Parasite’s face breaks out in a big smile. He chuckles, and shakes his head at me. ‘No angels here, man.’
Thirty minutes later, he’s back dumping a jar of water over me. Slowly, like it’s holy water. He says, ‘I’ll be back in thirty.’ Smiles, laughs, walks away.
It looks like Parasite thinks it’s a good day. All day, he doesn’t have to do anything except dump water on me. After a while, though, he seems to like it less – he has to be there every half-hour, so he has to watch the time, and can’t do anything else. Once, he comes running out the barracks with his pants
undone. Maybe he’d been having a nap and almost slept through. He runs down to the creek holding them up with one hand. He’s out of breath when he gets back, and dumps the water on me like I’m on fire. He smiles at me like I was supposed to feel good about him not missing this appointment.
He’s still doing it in the middle of the night. A crescent moon hovers over me and I keep staring at it, wondering why it has never looked like this back in my village. I watch it for hours, at least five showers from Parasite. Maybe it’s hypnotising me, but I begin to wonder if there really is only one moon. How can it be the same moon that I used to see from my village? And how can the same sun that kept me warm and safe in the village burn and beat down on me here? In the village, the moon had always been a distant thing, giving us a bit of light. This moon, though, I feel like it’s waiting for me to speak to it, like maybe it’s here to carry my prayers to God.
Splash! Ice-cold water, right in my face. Parasite sits down next to me.
‘I’m getting tired,’ he says.
A few moments of silence. ‘I don’t think my knees will ever be straight again,’ I say, and wonder whether he’ll hit me for being weak. But he laughs softly.
‘Parasite!’ The Captain appears across the yard, stepping out of the black shadows into the pale blue light.
‘Yes, sir?’ Parasite jumps to his feet and wobbles a bit. He hasn’t tied his boots and his foot lands crooked.
‘I’m glad to hear you’re still enjoying your bunkmate’s pain.’
‘Yes, sir!’ It sounds like he meant it, but maybe he’s pretending, for the Captain.
The Captain’s quiet, thinking. ‘Okay, Baboon’s Ass, on your feet!’

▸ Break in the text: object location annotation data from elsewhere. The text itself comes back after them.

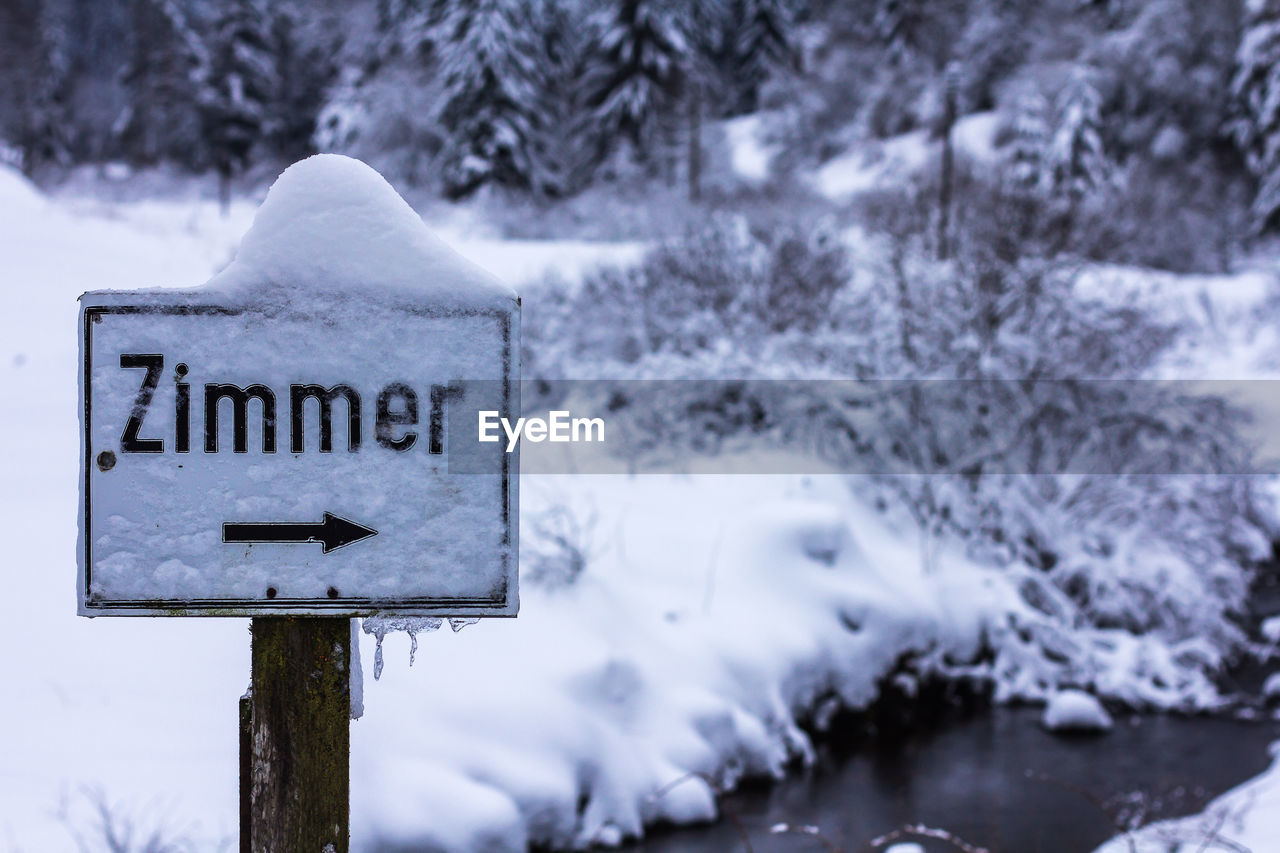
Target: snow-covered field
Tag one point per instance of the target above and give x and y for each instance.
(713, 612)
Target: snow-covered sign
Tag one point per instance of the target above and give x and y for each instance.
(279, 441)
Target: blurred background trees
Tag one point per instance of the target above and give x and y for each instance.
(552, 96)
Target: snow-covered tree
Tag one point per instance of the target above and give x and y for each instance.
(32, 82)
(242, 86)
(763, 42)
(919, 28)
(305, 72)
(636, 73)
(1028, 147)
(488, 67)
(1256, 89)
(1077, 158)
(163, 82)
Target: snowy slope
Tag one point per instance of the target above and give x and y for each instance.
(1244, 819)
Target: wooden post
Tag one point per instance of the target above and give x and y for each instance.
(300, 701)
(246, 771)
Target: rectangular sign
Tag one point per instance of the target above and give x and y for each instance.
(246, 461)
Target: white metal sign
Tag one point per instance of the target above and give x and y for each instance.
(248, 461)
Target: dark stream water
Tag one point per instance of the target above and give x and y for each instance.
(997, 780)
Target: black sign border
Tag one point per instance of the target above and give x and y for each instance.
(246, 607)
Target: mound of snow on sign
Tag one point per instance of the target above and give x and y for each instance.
(714, 615)
(332, 226)
(1075, 711)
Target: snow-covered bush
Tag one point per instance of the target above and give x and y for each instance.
(686, 299)
(1015, 423)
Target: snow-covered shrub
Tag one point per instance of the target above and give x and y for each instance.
(688, 299)
(1016, 425)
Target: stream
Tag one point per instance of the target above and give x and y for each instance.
(995, 779)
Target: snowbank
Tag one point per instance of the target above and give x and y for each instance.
(1075, 711)
(1243, 819)
(716, 614)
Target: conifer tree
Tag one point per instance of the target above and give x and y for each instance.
(161, 81)
(1029, 145)
(304, 74)
(636, 73)
(32, 85)
(1256, 91)
(488, 65)
(241, 87)
(1078, 160)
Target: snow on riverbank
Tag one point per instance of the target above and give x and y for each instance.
(712, 615)
(716, 611)
(1243, 819)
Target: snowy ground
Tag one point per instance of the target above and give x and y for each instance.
(713, 611)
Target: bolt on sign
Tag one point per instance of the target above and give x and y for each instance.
(250, 460)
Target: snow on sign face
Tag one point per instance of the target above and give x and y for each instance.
(279, 441)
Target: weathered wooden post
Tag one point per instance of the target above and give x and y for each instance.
(301, 739)
(233, 434)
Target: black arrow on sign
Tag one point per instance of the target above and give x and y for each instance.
(332, 533)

I try to stand, but my knees give out. Parasite grabs my arm and pulls me up. Knees shaking like leaves in a storm, I stand inside where the circle was before all the creek water washed it away.
‘I’m getting bored seeing you over there,’ the Captain says. ‘Plus, you’re always shivering and I’ve been sweating all day – I was almost jealous. So, both of you, go. You’re going to need the rest.’